PRINCETON, N.J. (CBSNewYork) -- A social media picture reveals New Jersey high school students playing a version of beer pong called Holocaust Pong, or Alcoholocaust.

NJ.com reported Princeton High School student Jamaica Ponder wrote about the SnapChat picture on her blog. The photo shows students arranging cups in a swastika and the Star of David.

[Disclaimer: Above tweet not picture of the incident]

"They are athletes and student leaders," the 17-year-old junior said of those in the photo. "They're prominent individuals that everybody knows, captains of sports teams."

Jamaica wrote about the students playing "Jews vs. Nazis" beer pong in her blog on Wednesday.

"Putting the picture on social media means that someone was proud enough of the game to want to show it off. Meaning that they must be trapped in the delusional mindset that making a drinking game based off of the Holocaust is cool. Or funny. Or anything besides insane. Because that's what this is: insanity," she wrote."

Jamaica called it "indefensible."

"You can't make excuses for stuff like this, just like you can't make excuses for the KKK or 9/11 or the slaughter of 6 million people," she wrote. "Some things are just bad, and this is one of them. Maybe you think I'm overreacting, or that I don't know how to take a joke. If this is a joke, if this is supposed to be funny – well then you'll have to excuse me because I simply cannot drink to that."

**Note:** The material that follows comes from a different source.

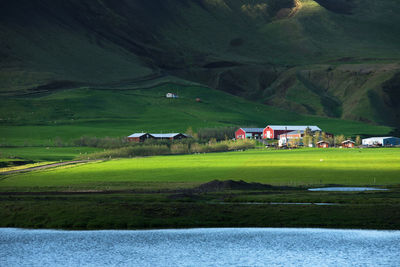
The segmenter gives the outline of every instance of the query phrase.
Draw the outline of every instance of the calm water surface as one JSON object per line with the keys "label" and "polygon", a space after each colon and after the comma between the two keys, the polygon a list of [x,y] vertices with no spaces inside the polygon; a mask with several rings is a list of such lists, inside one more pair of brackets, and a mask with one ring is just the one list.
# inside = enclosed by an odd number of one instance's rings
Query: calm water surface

Jamaica contacted the school about the photo before posting it to her blog.

"As an individual and as the superintendent of the Princeton Public Schools, I am deeply upset that some of our students chose to engage in a drinking game with clearly anti-Semitic overtones and to broadcast their behavior over social media," Steve Cochrane, superintendent of Princeton Public Schools, told NJ.com in a statement.

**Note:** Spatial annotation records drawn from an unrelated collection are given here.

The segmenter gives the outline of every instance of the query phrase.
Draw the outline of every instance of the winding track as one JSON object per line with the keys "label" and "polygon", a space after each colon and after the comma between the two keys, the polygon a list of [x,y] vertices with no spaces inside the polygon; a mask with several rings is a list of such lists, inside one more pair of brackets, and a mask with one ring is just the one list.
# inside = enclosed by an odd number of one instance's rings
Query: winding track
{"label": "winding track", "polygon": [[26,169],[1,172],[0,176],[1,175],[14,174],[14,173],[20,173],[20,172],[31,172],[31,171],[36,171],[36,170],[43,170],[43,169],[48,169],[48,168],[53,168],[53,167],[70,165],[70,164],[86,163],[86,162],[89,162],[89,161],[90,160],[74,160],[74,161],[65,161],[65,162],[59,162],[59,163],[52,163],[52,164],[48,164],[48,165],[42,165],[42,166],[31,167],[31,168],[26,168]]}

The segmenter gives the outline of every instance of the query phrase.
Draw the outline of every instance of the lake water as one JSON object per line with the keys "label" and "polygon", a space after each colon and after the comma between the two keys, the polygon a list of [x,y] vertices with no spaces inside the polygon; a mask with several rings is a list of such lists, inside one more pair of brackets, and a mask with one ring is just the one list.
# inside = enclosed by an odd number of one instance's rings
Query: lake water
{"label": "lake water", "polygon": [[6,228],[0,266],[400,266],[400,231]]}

Jamaica said some students cursed at her at school after she posted the blog.

"A couple of people came up to me using profanities, but a lot of people were very kind and I'd say appreciative of what I did," she told NJ.com. "Someone needed to show what exactly is going on when no one's paying attention."

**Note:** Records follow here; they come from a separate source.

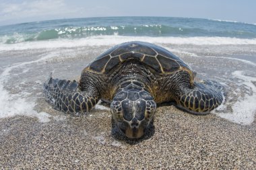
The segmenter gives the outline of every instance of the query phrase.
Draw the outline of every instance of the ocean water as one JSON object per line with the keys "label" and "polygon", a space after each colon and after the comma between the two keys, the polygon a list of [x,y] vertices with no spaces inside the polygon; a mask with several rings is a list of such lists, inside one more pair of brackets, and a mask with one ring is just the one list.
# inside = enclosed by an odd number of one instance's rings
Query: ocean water
{"label": "ocean water", "polygon": [[[199,79],[222,83],[225,101],[213,114],[244,125],[254,121],[256,25],[150,17],[0,26],[0,118],[17,115],[36,117],[41,122],[58,118],[62,114],[45,101],[42,93],[49,73],[77,79],[98,55],[114,45],[133,40],[166,48],[191,66]],[[96,110],[109,112],[100,104]]]}

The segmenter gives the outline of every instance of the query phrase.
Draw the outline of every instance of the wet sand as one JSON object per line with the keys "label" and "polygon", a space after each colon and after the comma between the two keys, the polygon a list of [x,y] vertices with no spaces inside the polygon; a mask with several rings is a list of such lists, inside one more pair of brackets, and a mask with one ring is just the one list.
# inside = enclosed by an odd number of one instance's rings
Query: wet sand
{"label": "wet sand", "polygon": [[[251,99],[245,96],[255,95],[252,87],[255,84],[251,81],[255,79],[255,46],[165,46],[172,48],[175,54],[189,63],[197,72],[197,77],[217,80],[226,85],[226,109],[216,114],[232,113],[233,105],[243,99],[247,99],[245,101]],[[113,127],[109,110],[94,110],[82,117],[54,110],[42,93],[42,82],[49,73],[54,71],[55,77],[77,79],[84,66],[108,48],[0,54],[0,59],[5,62],[1,62],[4,66],[0,69],[1,94],[5,93],[0,97],[7,101],[1,103],[1,109],[9,116],[1,115],[0,168],[255,169],[255,120],[249,125],[241,125],[214,114],[191,115],[167,103],[158,107],[149,132],[141,139],[131,140]],[[244,54],[250,56],[245,58]],[[16,62],[16,58],[23,62]],[[246,58],[252,62],[245,62]],[[241,79],[232,75],[236,71],[251,76]]]}
{"label": "wet sand", "polygon": [[[253,169],[256,122],[241,126],[209,114],[160,106],[152,132],[127,139],[113,128],[108,111],[60,116],[47,123],[16,116],[0,120],[3,169]],[[59,118],[61,116],[61,118]]]}

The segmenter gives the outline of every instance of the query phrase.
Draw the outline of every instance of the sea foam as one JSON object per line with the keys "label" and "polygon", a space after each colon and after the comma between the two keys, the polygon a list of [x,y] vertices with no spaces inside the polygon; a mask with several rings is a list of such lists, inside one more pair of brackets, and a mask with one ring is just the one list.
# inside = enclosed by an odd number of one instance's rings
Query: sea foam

Cochrane said this type of incident "forces us to take a hard look at our efforts in educating our children."

"As a community we all have a role in teaching our children to make good decisions, to be legally responsible, and to be respectful of a diverse society," he told NJ.com.

Jamaica's mother, Michelle Tuck-Ponder, said she is extremely proud of her daughter for speaking out.

"She is an amazing kid," Tuck-Ponder told WCBS 880's Sean Adams. "She's lost a lot of friends, there's going to be a demonstration at the high school."

There is no word on if the students in the photo will be disciplined.